Anonymes Schreiben im Parlament: Politik ohne Anstand und Respekt

GERMANY-AUSTRIA-POLITICS-DIPLOMACY
Das Fehlen von jeglichem Anstand zieht die Politik immer tiefer hinunter. Der Schaden wird alle Parteien treffen.
Martin Gebhart

Martin Gebhart

Noch rätseln die PR-Strategen, ob es politisch klug war, dass ÖVP-Bundeskanzler Karl Nehammer öffentlich so emotional auf die Affäre rund um einen Alko-Unfall seiner Personenschützer reagiert hat. Auf jeden Fall war es authentisch. Wer Karl Nehammer kennt, weiß, dass für ihn die Familie alles ist.

Und dass er in solchen Fällen persönlich in die Konfrontation geht, wenn diese ins Visier anderer Parteien gerät. Das war so, als ihm SPÖ-Bundesgeschäftsführer Christian Deutsch den Familienurlaub in den Semesterferien vorgeworfen hat. Das ist jetzt umso stärker zutage getreten, als bei der Kritik an seinem Personenschutz private Grenzen überschritten worden sind.

Außer Streit steht, dass die betroffenen Polizisten verkehrsrechtlich (Trunkenheit am Steuer, Unfall mit Sachschaden) zur Verantwortung gezogen werden müssen. Zusätzlich wird es noch polizeiinterne Disziplinarmaßnahmen geben. Bis hin zur Aufarbeitung, wie in der Polizei damit umgegangen worden ist (Stichwort: Interventionen). Außer Streit sollte aber auch stehen, dass selbst in so einem Fall ein anonymes Schreiben nicht automatisch in eine hoch offizielle parlamentarische Anfrage umgemünzt werden kann, wie das der SPÖ-Sicherheitssprecher Reinhold Einwallner getan hat. Das müsste einem der politische Anstand sagen. Tut er aber nicht, weil sich die Parteien mittlerweile in Niederungen begeben haben, wo dieser Begriff nicht mehr vorkommt.

Besonders schlimm ist, dass sich viele Akteure in diesen Niederungen wohlfühlen und sie auch nicht verlassen wollen – trotz Ukrainekriegs, trotz Pandemie, trotz Teuerungswelle. Das parteipolitische Punkten auf Kosten anderer scheint so viel Spaß zu machen, dass gar nicht mehr bemerkt wird, wie sich die Wählerinnen und Wähler angewidert abwenden.

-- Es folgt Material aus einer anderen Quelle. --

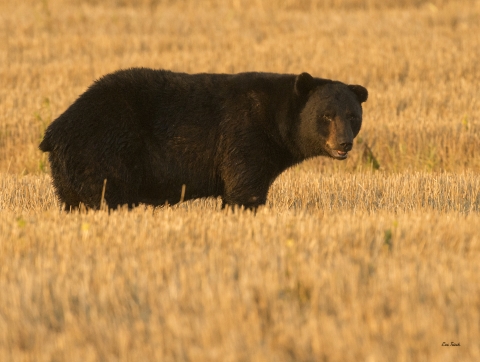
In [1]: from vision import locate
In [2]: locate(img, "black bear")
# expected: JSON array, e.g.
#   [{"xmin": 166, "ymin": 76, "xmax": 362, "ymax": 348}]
[{"xmin": 40, "ymin": 68, "xmax": 368, "ymax": 210}]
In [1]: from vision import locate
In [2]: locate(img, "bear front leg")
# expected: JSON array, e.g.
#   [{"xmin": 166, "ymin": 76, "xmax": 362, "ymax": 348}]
[{"xmin": 222, "ymin": 168, "xmax": 271, "ymax": 210}]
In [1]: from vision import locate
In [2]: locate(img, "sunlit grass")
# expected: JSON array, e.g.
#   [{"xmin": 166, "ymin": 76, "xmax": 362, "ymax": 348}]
[{"xmin": 0, "ymin": 0, "xmax": 480, "ymax": 361}]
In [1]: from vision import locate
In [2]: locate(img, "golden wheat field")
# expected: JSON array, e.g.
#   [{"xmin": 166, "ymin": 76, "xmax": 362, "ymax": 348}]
[{"xmin": 0, "ymin": 0, "xmax": 480, "ymax": 362}]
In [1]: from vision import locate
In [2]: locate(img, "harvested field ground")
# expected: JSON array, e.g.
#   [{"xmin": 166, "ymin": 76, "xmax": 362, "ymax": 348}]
[{"xmin": 0, "ymin": 0, "xmax": 480, "ymax": 362}]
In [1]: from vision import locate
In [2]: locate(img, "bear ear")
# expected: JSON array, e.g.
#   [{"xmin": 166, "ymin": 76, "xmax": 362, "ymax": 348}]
[
  {"xmin": 295, "ymin": 73, "xmax": 314, "ymax": 96},
  {"xmin": 348, "ymin": 84, "xmax": 368, "ymax": 103}
]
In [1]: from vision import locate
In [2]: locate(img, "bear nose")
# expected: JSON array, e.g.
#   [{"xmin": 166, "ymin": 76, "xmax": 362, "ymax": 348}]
[{"xmin": 340, "ymin": 142, "xmax": 353, "ymax": 152}]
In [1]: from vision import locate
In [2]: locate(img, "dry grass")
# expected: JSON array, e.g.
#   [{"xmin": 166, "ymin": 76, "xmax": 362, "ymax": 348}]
[{"xmin": 0, "ymin": 0, "xmax": 480, "ymax": 361}]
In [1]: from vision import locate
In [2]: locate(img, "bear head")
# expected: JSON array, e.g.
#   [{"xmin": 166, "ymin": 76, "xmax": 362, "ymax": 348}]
[{"xmin": 295, "ymin": 73, "xmax": 368, "ymax": 160}]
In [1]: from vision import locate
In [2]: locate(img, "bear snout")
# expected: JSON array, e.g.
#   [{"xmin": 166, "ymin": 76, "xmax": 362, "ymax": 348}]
[{"xmin": 337, "ymin": 141, "xmax": 353, "ymax": 152}]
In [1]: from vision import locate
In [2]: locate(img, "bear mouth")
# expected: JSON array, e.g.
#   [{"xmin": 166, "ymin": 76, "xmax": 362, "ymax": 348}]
[{"xmin": 330, "ymin": 150, "xmax": 348, "ymax": 160}]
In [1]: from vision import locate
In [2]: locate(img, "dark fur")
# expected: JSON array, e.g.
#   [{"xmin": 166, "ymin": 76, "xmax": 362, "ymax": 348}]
[{"xmin": 40, "ymin": 68, "xmax": 367, "ymax": 209}]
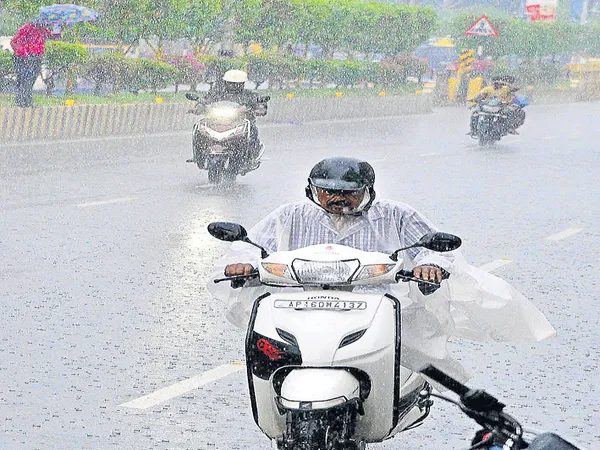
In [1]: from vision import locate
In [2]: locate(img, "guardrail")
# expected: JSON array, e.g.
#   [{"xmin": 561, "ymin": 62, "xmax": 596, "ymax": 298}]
[
  {"xmin": 567, "ymin": 62, "xmax": 600, "ymax": 100},
  {"xmin": 0, "ymin": 95, "xmax": 432, "ymax": 143}
]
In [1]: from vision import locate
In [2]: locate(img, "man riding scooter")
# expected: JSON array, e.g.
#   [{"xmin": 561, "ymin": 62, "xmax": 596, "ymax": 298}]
[
  {"xmin": 190, "ymin": 70, "xmax": 268, "ymax": 167},
  {"xmin": 467, "ymin": 75, "xmax": 525, "ymax": 137}
]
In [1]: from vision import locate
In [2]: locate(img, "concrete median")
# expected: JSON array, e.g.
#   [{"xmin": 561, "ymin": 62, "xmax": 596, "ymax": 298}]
[{"xmin": 0, "ymin": 95, "xmax": 432, "ymax": 143}]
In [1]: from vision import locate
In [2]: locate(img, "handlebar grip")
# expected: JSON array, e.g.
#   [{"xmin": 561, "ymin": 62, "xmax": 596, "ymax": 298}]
[{"xmin": 421, "ymin": 364, "xmax": 470, "ymax": 397}]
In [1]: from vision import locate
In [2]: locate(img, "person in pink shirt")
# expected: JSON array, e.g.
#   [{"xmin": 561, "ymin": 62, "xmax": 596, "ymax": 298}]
[{"xmin": 10, "ymin": 20, "xmax": 60, "ymax": 107}]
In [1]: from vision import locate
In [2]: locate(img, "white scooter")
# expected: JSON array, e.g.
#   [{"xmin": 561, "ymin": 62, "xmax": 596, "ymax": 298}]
[{"xmin": 208, "ymin": 222, "xmax": 461, "ymax": 450}]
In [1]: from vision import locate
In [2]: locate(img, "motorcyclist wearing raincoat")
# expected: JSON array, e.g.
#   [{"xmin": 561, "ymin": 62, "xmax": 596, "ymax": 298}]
[
  {"xmin": 208, "ymin": 158, "xmax": 555, "ymax": 380},
  {"xmin": 194, "ymin": 70, "xmax": 267, "ymax": 163},
  {"xmin": 467, "ymin": 75, "xmax": 525, "ymax": 137}
]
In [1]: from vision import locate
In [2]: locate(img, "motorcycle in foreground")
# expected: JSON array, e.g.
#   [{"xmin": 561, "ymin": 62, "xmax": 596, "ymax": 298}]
[
  {"xmin": 421, "ymin": 365, "xmax": 583, "ymax": 450},
  {"xmin": 472, "ymin": 97, "xmax": 527, "ymax": 146},
  {"xmin": 208, "ymin": 222, "xmax": 461, "ymax": 450},
  {"xmin": 186, "ymin": 93, "xmax": 270, "ymax": 184}
]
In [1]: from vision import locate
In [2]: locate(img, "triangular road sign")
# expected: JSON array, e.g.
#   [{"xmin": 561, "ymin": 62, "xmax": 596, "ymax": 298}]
[{"xmin": 465, "ymin": 16, "xmax": 498, "ymax": 37}]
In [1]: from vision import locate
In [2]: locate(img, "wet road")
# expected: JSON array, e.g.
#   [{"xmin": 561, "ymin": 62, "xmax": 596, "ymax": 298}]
[{"xmin": 0, "ymin": 104, "xmax": 600, "ymax": 450}]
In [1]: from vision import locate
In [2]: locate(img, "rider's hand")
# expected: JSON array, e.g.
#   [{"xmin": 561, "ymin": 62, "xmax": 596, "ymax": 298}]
[
  {"xmin": 413, "ymin": 265, "xmax": 442, "ymax": 283},
  {"xmin": 225, "ymin": 264, "xmax": 254, "ymax": 277}
]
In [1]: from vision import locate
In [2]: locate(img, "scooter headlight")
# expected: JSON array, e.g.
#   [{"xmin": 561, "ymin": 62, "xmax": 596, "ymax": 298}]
[
  {"xmin": 292, "ymin": 259, "xmax": 360, "ymax": 284},
  {"xmin": 354, "ymin": 264, "xmax": 396, "ymax": 280},
  {"xmin": 262, "ymin": 263, "xmax": 294, "ymax": 280}
]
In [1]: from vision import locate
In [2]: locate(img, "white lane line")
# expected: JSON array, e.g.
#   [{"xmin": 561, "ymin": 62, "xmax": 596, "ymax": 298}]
[
  {"xmin": 75, "ymin": 197, "xmax": 137, "ymax": 208},
  {"xmin": 479, "ymin": 258, "xmax": 512, "ymax": 272},
  {"xmin": 546, "ymin": 228, "xmax": 583, "ymax": 241},
  {"xmin": 119, "ymin": 362, "xmax": 246, "ymax": 409}
]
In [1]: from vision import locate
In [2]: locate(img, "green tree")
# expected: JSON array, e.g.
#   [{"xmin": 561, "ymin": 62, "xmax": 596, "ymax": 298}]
[{"xmin": 44, "ymin": 41, "xmax": 90, "ymax": 96}]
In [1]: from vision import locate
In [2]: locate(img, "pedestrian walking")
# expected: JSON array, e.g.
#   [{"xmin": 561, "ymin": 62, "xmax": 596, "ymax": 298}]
[{"xmin": 10, "ymin": 19, "xmax": 61, "ymax": 107}]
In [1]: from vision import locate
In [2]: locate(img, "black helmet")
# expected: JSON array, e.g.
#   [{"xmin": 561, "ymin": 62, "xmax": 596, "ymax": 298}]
[{"xmin": 306, "ymin": 157, "xmax": 375, "ymax": 214}]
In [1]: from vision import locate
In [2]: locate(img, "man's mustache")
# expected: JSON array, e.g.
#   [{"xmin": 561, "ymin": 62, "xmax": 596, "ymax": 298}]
[{"xmin": 327, "ymin": 200, "xmax": 352, "ymax": 208}]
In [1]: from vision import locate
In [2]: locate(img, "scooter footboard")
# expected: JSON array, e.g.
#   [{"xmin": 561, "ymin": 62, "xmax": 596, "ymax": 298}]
[{"xmin": 278, "ymin": 368, "xmax": 360, "ymax": 411}]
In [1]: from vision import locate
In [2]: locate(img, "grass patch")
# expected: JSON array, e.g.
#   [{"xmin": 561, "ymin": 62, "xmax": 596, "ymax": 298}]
[{"xmin": 0, "ymin": 84, "xmax": 420, "ymax": 106}]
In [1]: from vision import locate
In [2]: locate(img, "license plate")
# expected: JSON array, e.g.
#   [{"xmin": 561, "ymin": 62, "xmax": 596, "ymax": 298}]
[{"xmin": 275, "ymin": 300, "xmax": 367, "ymax": 311}]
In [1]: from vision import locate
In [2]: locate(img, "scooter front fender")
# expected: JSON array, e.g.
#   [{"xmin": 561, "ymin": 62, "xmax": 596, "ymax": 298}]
[{"xmin": 278, "ymin": 368, "xmax": 360, "ymax": 411}]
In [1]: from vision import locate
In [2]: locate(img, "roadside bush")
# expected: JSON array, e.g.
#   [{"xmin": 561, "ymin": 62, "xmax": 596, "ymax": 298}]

Die wünschen sich in solchen Zeiten mehrheitlich einen Schulterschluss, nicht ein politisches Schlachtfeld, auf dem Anstand und Respekt nichts mehr zählen. Es gibt auch keine Partei, die von sich sagen kann, hier keine Fehltritte begangen zu haben.

Es ist fast genau ein Jahr her, da mahnte Bundespräsident Alexander Van der Bellen „politischen Anstand“ und „Respekt“ im Zusammenhang mit dem Ibiza-U-Ausschuss ein. Wirklich zu Herzen genommen haben es sich die Parteien nicht. Das hätten sie aber sollen, denn je tiefer die Politik hinuntergezogen wird, desto größer wird der Schaden sein, mit dem sie in Zukunft leben müssen. An der Basis, in den Ortsparteien, merkt man bereits, dass es schwieriger wird, junge Menschen für die Politik zu gewinnen. An der Spitze sagen Wunschkandidaten für ein Ministeramt ab, weil sie tagtäglich sehen, mit welchen Schmutzkübeln agiert wird. Und im Parlament finden sich nicht jene Kräfte, die gewillt sind, parteiübergreifend diese Abwärtsspirale zu stoppen.